9 Historical Novels Set Around the World
The point of historical fiction is to put you somewhere you have never been: a specific place at a specific moment, close enough to smell it. The nine novels below were chosen for the range of those places, from the Bronze-Age Near East to Taliban-era Kabul, and for how completely each one builds its world rather than using the past as scenery. Every entry tells you the place, the era, and the reader it is for, so you can pick the journey you actually want to take.
1. The Red Tent by Anita Diamant
Best for: readers who want the ancient Near East told through the women the book of Genesis left silent.

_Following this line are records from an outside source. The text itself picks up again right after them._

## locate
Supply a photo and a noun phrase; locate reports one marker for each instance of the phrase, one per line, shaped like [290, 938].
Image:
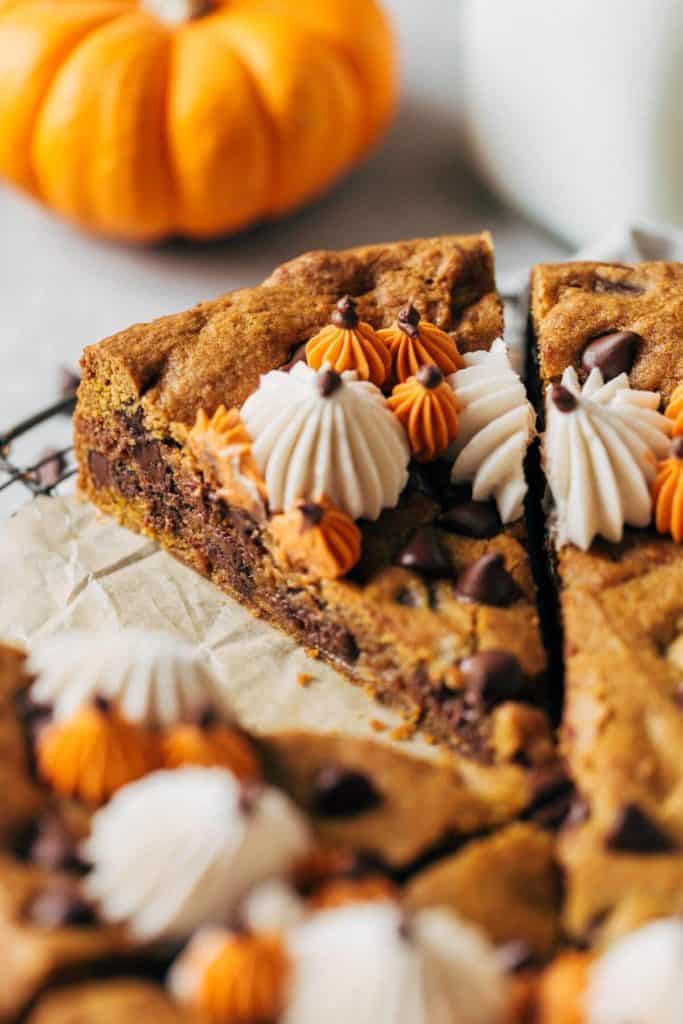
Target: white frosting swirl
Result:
[347, 445]
[600, 457]
[640, 979]
[154, 678]
[179, 849]
[368, 963]
[495, 429]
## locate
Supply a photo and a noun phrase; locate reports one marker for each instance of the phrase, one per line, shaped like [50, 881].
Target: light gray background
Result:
[59, 290]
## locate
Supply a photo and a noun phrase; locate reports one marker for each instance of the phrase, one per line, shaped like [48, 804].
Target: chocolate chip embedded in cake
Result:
[380, 587]
[621, 583]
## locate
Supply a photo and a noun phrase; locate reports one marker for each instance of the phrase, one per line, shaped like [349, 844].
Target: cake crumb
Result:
[404, 731]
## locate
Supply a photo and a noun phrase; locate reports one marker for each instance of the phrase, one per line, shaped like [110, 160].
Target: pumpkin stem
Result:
[178, 11]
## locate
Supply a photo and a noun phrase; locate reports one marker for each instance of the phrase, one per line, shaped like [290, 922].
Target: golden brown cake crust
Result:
[215, 352]
[622, 607]
[572, 303]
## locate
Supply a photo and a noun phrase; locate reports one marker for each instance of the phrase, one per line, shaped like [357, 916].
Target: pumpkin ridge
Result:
[56, 62]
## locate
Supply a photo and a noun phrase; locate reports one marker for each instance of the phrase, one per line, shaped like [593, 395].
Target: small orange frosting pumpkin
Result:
[428, 410]
[222, 451]
[95, 753]
[246, 981]
[210, 745]
[675, 411]
[348, 343]
[342, 892]
[668, 493]
[562, 989]
[318, 539]
[414, 343]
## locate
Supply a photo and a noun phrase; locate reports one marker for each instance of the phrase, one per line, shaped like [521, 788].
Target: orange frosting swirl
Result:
[342, 892]
[348, 343]
[428, 410]
[414, 343]
[222, 450]
[675, 411]
[246, 981]
[668, 494]
[95, 753]
[212, 745]
[317, 538]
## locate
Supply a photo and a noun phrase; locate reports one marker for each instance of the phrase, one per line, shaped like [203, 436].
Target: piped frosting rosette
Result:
[179, 849]
[495, 429]
[601, 449]
[321, 433]
[366, 963]
[154, 678]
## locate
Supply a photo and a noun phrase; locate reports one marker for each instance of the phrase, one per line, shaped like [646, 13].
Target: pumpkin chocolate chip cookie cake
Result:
[348, 452]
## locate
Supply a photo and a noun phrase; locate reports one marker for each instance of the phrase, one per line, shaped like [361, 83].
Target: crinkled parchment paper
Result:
[63, 565]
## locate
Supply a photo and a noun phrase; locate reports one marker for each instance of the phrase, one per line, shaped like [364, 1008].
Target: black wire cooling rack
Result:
[43, 473]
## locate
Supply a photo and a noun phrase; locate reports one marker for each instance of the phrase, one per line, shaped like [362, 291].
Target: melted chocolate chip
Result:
[612, 353]
[562, 398]
[478, 519]
[429, 376]
[636, 832]
[328, 382]
[147, 456]
[59, 904]
[100, 470]
[487, 582]
[311, 514]
[343, 794]
[297, 354]
[424, 554]
[346, 314]
[616, 287]
[52, 846]
[409, 321]
[493, 677]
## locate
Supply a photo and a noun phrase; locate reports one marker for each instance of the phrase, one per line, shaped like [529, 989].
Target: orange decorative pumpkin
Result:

The Red Tent takes Dinah, a near-silent figure in Genesis, and builds her a full life across Mesopotamia, Canaan, and Egypt in the age of the biblical patriarchs. The red tent of the title is the space where the women of Jacob’s camp gather during menstruation and childbirth, and Diamant uses it to reconstruct a female world of midwifery, household gods, and oral inheritance that the scripture passes over in a sentence. The daily texture is where the setting becomes lived-in: how a birth was managed, how bread and beer were made, how a bride was prepared and handed between families. It is the right pick for readers who want the domestic and the mythic in the same book.
The Bronze-Age Near East rebuilt from the women’s side of the tent.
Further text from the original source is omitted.